Puisi ini saya dedikasikan untuk ayahandaku tercinta, beliau telah wafat pada tangal 10 september 2013. Puisi ini saya tulis menjelang 40 hari kepergiaanya. Semoga dimudahkan jalannya. Aamiin... Terimah kasih ayah..., istri dan anak-anakmu akan berusaha ikhlas dengan semua ini, seakan begitu cepat. Namun inilah pembuktian dari Tuhan. Mungkin inilah cara Tuhan mentarbiah langsung keluargamu. Inilah pembuktian bahwa semua yang ada pasti menjadi tiada akhirnya. Pembuktian bahwa tidak ada yang abadi kecuali diriNya. Dialah Maha Memiliki dan semua akan kembali padaNya.
Untukmu Ayah...
Menjelang 40 hari kepergianmu. Malam ini rindu menyeruak tanpa batas. Sementara puisi-puisiku tergeletak menangis menceritakan tentang satu kerinduan yang panjang. Sebab duka-duka puisiku lahir dari dukamu. Duka telah melahirkan kita menjadi makhluk terkapar dalam kesedihan.
Ku kenang tetesan keringatmu, kekar bahumu yang senantiasa menopang rumah tanggamu. Tak sedikitpun mimik lelah diwajahmu.
Selalu ku kenang .... !!!
Banyak yang harus ku kenang tentangmu, 24 tahun engkau mendidikku. Mulai cara berdiri, melangkah, berjalan hingga berlari.
Belum sempat aku menyembuhkan dukamu, engkau begitu tega meninggalkanku. Itu yang membuatku tertatih, berdiri pun ku tak mampu.
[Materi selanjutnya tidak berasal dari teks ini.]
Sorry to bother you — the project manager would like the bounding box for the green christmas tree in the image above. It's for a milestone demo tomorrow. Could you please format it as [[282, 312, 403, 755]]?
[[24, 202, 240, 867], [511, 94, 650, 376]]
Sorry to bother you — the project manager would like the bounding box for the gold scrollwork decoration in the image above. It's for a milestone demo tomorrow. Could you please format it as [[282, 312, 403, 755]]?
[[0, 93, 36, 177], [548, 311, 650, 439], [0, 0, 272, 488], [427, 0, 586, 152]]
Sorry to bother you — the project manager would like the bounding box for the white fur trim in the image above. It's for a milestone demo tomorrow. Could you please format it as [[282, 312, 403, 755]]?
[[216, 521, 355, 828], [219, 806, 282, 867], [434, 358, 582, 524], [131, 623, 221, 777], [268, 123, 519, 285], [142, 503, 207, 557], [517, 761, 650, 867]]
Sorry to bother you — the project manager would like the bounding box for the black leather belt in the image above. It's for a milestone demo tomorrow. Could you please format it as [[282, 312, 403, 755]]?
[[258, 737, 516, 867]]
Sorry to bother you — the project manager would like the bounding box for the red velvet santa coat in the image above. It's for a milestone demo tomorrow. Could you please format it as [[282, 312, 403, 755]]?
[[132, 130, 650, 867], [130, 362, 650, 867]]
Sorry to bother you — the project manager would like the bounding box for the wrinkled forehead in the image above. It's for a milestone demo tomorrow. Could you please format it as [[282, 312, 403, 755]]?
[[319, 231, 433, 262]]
Bagaimana aku mampu melangkah, berjalan hingga berlari seperti yang telah engkau ajarkan kepadaku ?
Kepergianmu adalah tarbiah berharga yang tidak kudapatkan di bangku sekolah. sebuah petanda bahwa tidak adanya keabadian di dunia ini.
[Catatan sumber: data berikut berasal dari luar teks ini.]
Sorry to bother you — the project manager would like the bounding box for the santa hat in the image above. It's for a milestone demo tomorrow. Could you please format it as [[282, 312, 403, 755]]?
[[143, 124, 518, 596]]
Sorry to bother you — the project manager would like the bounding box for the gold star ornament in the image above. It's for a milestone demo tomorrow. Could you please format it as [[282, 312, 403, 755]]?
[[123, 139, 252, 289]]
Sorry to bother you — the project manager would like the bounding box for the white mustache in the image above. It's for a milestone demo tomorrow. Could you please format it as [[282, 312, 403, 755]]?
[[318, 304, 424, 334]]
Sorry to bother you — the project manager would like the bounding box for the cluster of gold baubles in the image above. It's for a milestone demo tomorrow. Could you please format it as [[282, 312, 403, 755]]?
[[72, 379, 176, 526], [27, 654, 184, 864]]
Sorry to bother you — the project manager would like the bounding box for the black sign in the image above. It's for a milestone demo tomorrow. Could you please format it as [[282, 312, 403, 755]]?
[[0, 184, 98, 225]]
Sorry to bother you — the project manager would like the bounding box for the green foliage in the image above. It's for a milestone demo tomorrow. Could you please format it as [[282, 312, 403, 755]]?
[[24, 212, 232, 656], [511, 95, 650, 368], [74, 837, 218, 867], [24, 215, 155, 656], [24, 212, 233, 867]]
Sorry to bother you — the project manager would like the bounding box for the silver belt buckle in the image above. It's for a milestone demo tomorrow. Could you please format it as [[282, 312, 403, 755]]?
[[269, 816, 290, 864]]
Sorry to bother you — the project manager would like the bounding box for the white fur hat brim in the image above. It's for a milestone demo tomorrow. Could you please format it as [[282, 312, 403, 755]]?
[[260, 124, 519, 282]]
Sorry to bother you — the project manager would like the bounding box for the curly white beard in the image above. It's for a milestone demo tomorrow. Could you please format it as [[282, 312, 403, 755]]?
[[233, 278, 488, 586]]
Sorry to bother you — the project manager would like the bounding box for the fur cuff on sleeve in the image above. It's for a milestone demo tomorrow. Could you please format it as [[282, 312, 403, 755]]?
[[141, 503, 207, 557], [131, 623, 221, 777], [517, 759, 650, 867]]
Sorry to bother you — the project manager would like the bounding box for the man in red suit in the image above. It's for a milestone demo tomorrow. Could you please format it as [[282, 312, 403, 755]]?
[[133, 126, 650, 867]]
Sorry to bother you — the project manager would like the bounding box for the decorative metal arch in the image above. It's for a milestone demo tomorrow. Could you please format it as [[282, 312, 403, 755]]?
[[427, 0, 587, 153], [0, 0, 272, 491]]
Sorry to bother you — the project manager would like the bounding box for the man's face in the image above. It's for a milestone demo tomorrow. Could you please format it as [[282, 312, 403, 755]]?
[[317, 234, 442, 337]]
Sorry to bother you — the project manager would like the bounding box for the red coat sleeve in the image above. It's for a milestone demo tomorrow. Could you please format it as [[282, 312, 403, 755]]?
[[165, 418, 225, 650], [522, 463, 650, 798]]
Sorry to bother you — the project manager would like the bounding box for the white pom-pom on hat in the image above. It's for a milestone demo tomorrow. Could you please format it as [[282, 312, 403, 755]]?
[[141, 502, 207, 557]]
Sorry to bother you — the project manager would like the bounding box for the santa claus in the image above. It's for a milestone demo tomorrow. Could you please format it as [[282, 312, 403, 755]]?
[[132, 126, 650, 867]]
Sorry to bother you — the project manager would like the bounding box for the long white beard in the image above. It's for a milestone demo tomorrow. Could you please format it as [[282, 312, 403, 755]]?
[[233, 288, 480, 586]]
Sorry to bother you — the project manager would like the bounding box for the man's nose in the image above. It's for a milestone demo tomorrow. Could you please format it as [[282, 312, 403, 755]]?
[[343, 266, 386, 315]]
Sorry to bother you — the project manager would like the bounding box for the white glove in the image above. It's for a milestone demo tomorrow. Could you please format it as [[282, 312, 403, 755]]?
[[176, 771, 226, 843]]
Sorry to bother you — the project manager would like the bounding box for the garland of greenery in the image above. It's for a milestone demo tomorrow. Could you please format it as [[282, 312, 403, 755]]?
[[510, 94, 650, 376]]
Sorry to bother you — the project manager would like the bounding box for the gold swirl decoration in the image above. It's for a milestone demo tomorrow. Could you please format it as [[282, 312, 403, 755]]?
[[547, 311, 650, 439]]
Percayalah, ada selimut cinta yang mengharomonikan kisah dan masa depan di meja Tuhan. Bukankah kita akan memasuki ruang sidang Tuhan?. Semoga pintu-pintu ridho dibuka dan dicahayakn para malaikat, takdir akan menjelma aroma yang dinantikan. Akan kubentangkan sajadah panjang sebagai jembatan yang akan mempertemukan kita kelak.
Malam ini kucoba mengikhlaskan kepergianmu.
Sebab puisi-puisiku akan tetap bercerita tentangmu.